Seen as the third part of von Trier's so-called Depression Trilogy, Nymphomaniac isn't anything like as graphic as Antichrist or as beautifully nihilistic as Melancholia, and as has been widely reported, the sex within the movie has all the titillation of an Attenborough-narrated nature documentary. It is however, another bleak look at uninvited excess, the extremes people put themselves through in order to succumb to a singular psychological itch. Yet this film seems remarkably focused despite the expansive subject matter. Technically, I suspect this has something to do with von Trier dispensing (for the most part) with handheld cameras and utilising instead much calmer static, tracking, and Steadicam shots which balance the film and lend a surprisingly engaging sense of conventionality. Gainsbourg gives another one of her implacable performances, but whether Martin is exhibiting a novice's callowness or cleverly underplayed reservation is unclear. The net result however, generally coheres with Gainsbourg's portrayal of Joe making for a formidably persuasive duet of characterisation that gives Nymphomaniac its urgent momentum. As ever with von Trier films though, it's the secondary characters that help saturate the miserable greys of his canvas, and there are many here; Christian Slater plays Joe's Father, whose love of dendrology he shares with a much younger, pre-Martin Joe, Uma Thurman as the ultra-anguished Mrs. H, a woman scorned who along with her three kids crashes Joe's apartment mid-'appointment' with her philandering husband ("Would it be alright if I showed the children the whoring bed?" she asks), and Jamie Bell as K, a sadomasochist for hire who terrifying oscillates between smacking Joe in the face with coin-laden gloves, and exhibiting public-school politeness that highly unnerves in its incongruity.

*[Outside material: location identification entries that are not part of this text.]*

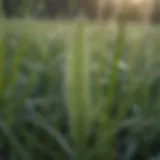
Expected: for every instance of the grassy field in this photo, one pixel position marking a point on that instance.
(79, 90)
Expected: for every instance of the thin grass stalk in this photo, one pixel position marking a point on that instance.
(17, 59)
(2, 62)
(78, 90)
(119, 46)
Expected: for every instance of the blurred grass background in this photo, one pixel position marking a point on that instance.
(79, 90)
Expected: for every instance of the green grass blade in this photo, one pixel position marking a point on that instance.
(2, 62)
(78, 90)
(17, 59)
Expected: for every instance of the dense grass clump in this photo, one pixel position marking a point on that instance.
(79, 91)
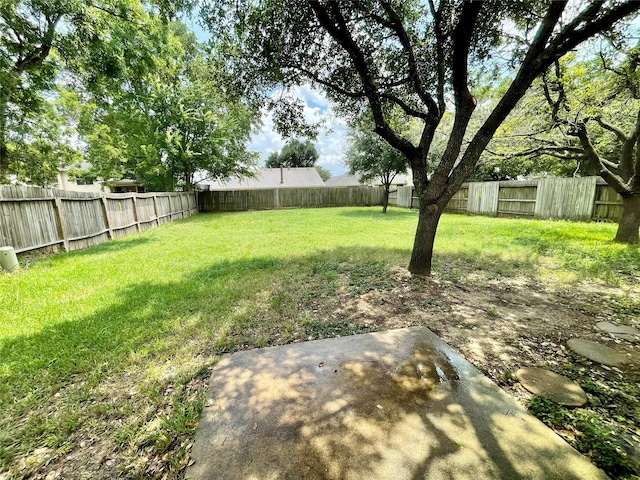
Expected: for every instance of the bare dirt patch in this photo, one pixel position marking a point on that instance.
(501, 325)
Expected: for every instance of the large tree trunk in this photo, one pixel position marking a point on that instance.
(422, 254)
(629, 224)
(385, 203)
(4, 152)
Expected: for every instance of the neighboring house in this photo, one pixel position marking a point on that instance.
(345, 180)
(269, 178)
(348, 180)
(78, 185)
(124, 185)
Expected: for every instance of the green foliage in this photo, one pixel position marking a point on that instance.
(324, 173)
(404, 58)
(373, 158)
(294, 154)
(134, 93)
(595, 438)
(91, 348)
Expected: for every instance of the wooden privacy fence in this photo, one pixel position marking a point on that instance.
(578, 199)
(275, 198)
(32, 218)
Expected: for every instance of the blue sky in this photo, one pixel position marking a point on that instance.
(331, 139)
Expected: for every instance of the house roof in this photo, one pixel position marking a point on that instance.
(271, 178)
(345, 180)
(348, 180)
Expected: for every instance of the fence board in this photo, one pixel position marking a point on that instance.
(33, 217)
(275, 198)
(483, 198)
(608, 204)
(459, 200)
(565, 198)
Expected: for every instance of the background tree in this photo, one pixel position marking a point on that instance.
(324, 173)
(294, 154)
(39, 37)
(587, 122)
(410, 57)
(171, 127)
(370, 156)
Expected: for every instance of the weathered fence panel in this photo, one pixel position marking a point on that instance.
(579, 199)
(517, 198)
(608, 204)
(460, 200)
(32, 218)
(565, 198)
(275, 198)
(83, 222)
(404, 196)
(483, 198)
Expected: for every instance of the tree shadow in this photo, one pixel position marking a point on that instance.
(392, 213)
(398, 405)
(151, 321)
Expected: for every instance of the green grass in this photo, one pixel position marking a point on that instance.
(115, 341)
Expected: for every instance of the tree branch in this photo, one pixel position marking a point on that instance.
(465, 103)
(607, 126)
(337, 28)
(405, 41)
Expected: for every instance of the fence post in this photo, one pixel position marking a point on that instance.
(155, 209)
(105, 210)
(61, 229)
(135, 210)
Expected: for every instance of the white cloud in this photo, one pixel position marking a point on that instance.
(331, 139)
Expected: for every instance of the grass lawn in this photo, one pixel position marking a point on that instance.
(105, 353)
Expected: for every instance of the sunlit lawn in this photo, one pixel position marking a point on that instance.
(109, 341)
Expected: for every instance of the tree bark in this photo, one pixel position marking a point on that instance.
(629, 224)
(385, 203)
(422, 255)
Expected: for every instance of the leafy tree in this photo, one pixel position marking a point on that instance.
(373, 158)
(294, 154)
(44, 144)
(588, 120)
(411, 57)
(171, 126)
(324, 173)
(40, 37)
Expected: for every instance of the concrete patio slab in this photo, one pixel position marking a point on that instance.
(395, 405)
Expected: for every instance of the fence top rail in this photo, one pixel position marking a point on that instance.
(48, 199)
(287, 187)
(123, 196)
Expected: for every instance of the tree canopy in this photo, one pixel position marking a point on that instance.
(584, 117)
(295, 153)
(372, 158)
(412, 58)
(122, 85)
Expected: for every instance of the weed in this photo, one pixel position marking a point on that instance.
(598, 440)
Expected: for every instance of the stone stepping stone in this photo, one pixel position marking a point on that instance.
(596, 352)
(620, 331)
(552, 386)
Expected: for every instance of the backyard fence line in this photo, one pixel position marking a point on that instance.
(288, 197)
(33, 218)
(578, 199)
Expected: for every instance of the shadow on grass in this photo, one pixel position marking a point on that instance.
(152, 321)
(115, 246)
(152, 324)
(392, 213)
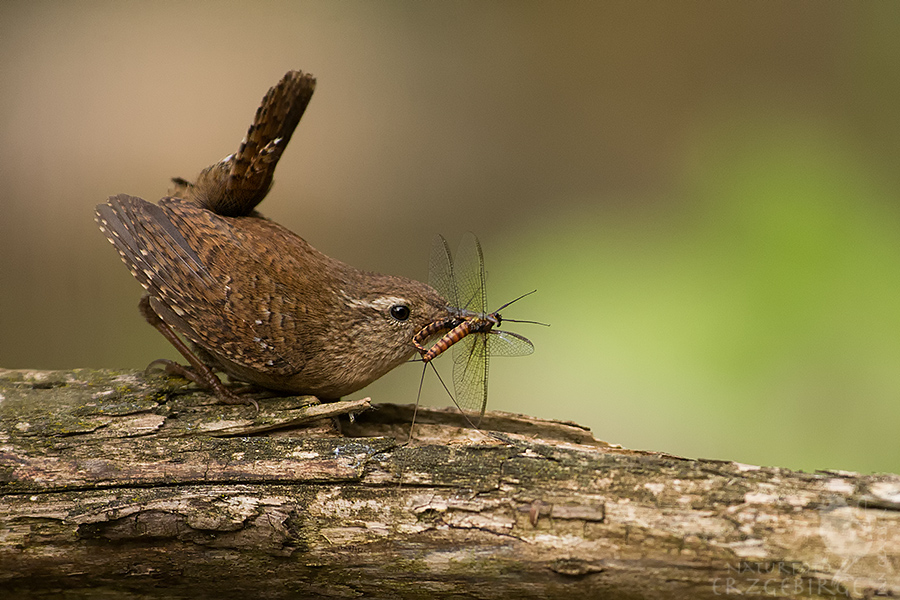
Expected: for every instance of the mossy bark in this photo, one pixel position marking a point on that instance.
(117, 485)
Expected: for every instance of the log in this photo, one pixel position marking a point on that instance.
(117, 484)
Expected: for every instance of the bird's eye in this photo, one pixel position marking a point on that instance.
(400, 312)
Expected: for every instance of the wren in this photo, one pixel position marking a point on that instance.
(251, 298)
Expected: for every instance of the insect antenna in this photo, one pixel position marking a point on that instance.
(521, 321)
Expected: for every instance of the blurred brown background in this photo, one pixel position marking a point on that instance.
(705, 194)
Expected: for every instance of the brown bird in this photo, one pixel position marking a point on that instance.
(253, 299)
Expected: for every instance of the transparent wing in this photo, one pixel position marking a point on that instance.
(470, 368)
(507, 343)
(469, 273)
(440, 271)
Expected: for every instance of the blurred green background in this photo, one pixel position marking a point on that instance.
(705, 194)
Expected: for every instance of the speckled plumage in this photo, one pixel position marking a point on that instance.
(255, 300)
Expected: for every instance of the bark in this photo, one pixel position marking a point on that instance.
(117, 485)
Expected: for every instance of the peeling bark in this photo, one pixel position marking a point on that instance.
(117, 485)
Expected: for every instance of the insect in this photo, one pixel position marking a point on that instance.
(470, 330)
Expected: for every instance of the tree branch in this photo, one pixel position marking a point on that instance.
(130, 486)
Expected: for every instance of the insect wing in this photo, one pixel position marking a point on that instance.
(440, 271)
(507, 343)
(469, 273)
(470, 370)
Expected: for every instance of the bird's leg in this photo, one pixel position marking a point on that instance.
(199, 372)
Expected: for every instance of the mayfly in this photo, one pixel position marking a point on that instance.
(471, 329)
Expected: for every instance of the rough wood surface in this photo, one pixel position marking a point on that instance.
(117, 485)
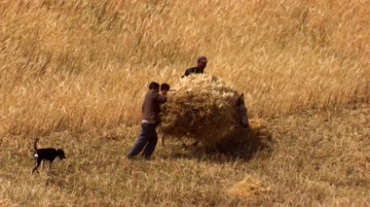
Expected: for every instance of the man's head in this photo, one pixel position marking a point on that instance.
(154, 86)
(165, 87)
(202, 62)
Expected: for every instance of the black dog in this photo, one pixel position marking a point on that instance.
(46, 154)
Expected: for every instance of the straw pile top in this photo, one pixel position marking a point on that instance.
(202, 107)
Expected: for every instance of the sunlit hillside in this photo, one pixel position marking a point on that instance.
(74, 74)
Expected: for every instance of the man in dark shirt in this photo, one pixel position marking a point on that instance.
(202, 63)
(150, 119)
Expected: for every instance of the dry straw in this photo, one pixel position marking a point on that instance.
(202, 107)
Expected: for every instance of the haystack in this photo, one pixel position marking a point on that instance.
(202, 107)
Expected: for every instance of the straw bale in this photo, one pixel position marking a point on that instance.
(202, 107)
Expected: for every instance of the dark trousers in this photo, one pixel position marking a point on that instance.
(147, 141)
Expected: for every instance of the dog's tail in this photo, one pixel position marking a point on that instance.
(35, 144)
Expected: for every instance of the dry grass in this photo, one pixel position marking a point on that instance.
(74, 73)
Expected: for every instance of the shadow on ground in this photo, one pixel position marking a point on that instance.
(239, 144)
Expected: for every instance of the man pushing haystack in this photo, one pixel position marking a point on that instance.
(204, 108)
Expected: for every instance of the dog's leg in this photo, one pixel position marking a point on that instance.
(50, 166)
(38, 162)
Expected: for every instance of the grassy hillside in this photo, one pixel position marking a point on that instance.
(74, 73)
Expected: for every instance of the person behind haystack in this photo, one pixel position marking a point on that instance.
(148, 138)
(202, 64)
(165, 87)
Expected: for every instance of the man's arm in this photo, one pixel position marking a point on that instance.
(160, 98)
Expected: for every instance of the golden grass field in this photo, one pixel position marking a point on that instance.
(74, 74)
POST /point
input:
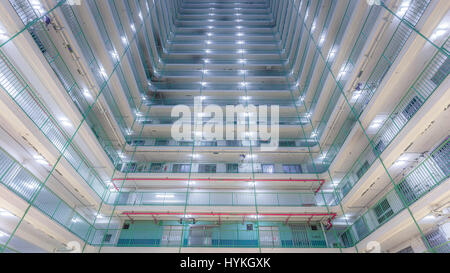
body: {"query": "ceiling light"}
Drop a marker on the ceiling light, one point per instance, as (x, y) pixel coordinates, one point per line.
(165, 196)
(65, 122)
(86, 94)
(124, 40)
(41, 160)
(5, 213)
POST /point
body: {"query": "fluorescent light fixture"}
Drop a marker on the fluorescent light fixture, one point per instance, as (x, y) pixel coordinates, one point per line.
(30, 186)
(5, 213)
(124, 40)
(3, 36)
(103, 72)
(355, 96)
(65, 122)
(322, 39)
(86, 94)
(165, 196)
(332, 53)
(115, 55)
(41, 160)
(440, 31)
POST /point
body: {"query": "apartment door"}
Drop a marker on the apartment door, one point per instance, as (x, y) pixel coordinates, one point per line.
(171, 236)
(269, 237)
(299, 235)
(200, 236)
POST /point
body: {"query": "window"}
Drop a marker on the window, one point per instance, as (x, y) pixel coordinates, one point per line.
(437, 239)
(287, 143)
(156, 167)
(379, 148)
(232, 168)
(441, 157)
(361, 228)
(207, 168)
(181, 168)
(292, 169)
(268, 168)
(233, 143)
(383, 211)
(162, 142)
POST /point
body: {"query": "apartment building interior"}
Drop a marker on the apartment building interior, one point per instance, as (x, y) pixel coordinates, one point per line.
(88, 161)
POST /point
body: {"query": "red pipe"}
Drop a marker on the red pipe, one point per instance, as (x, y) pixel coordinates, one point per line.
(320, 186)
(330, 224)
(230, 214)
(219, 179)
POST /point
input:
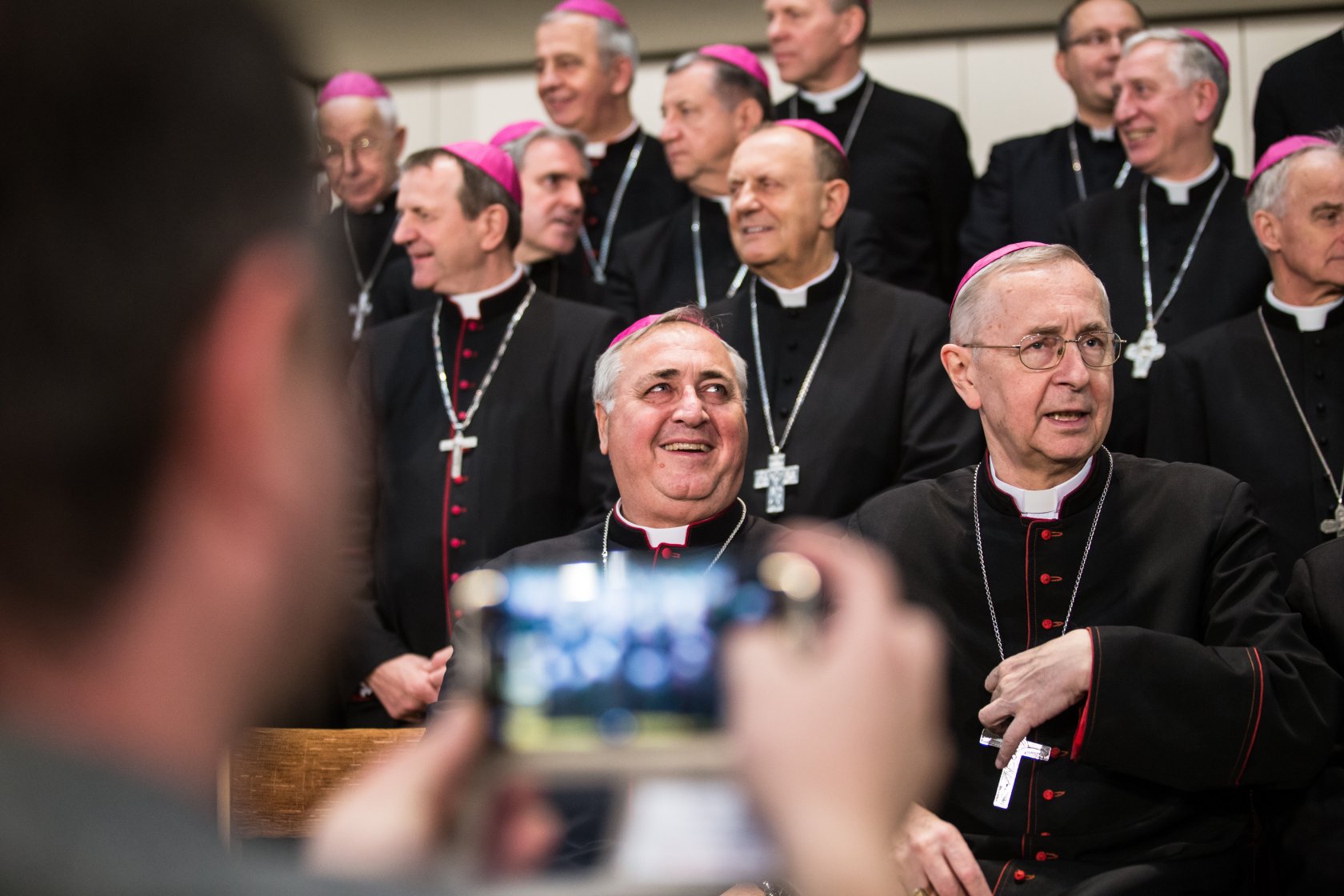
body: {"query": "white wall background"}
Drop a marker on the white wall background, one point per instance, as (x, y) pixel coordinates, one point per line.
(1002, 86)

As a filmmaker, getting your point across to your audience can underwhelm with a reticence to commit, or backfire with such vigorous over-indulgence, and while it's clear which side von Trier champions, it's highly subjective how successful he is. And true, it's hard to take Joe's frequent request to "fill all my holes" as the multi-layered, existentialist, soul-satiating invitation it's intended to be. But Nymphomaniac may be many things, but lascivious is not one of them. Why? Because, to quote Supreme Court Justice Potter Stewart, "I'll know it when I see it." There's just too much going on that's of interest. Lars von Trier's like a bookish Tarantino, his films an assortment of scholastic and literary references to Quentin's pop-culture super-cool. Nymphomaniac's strength lies not in its ability to shock and cause controversy (or offence), but in its persuasion to force its audience to reflect on how we censor ourselves. How we correlate things like desire, love, sexuality, religion, art, violence, or even if we prohibit ourselves from doing so at all. Certainly, this is a film that stimulates and arouses, but maybe not in the way you might expect.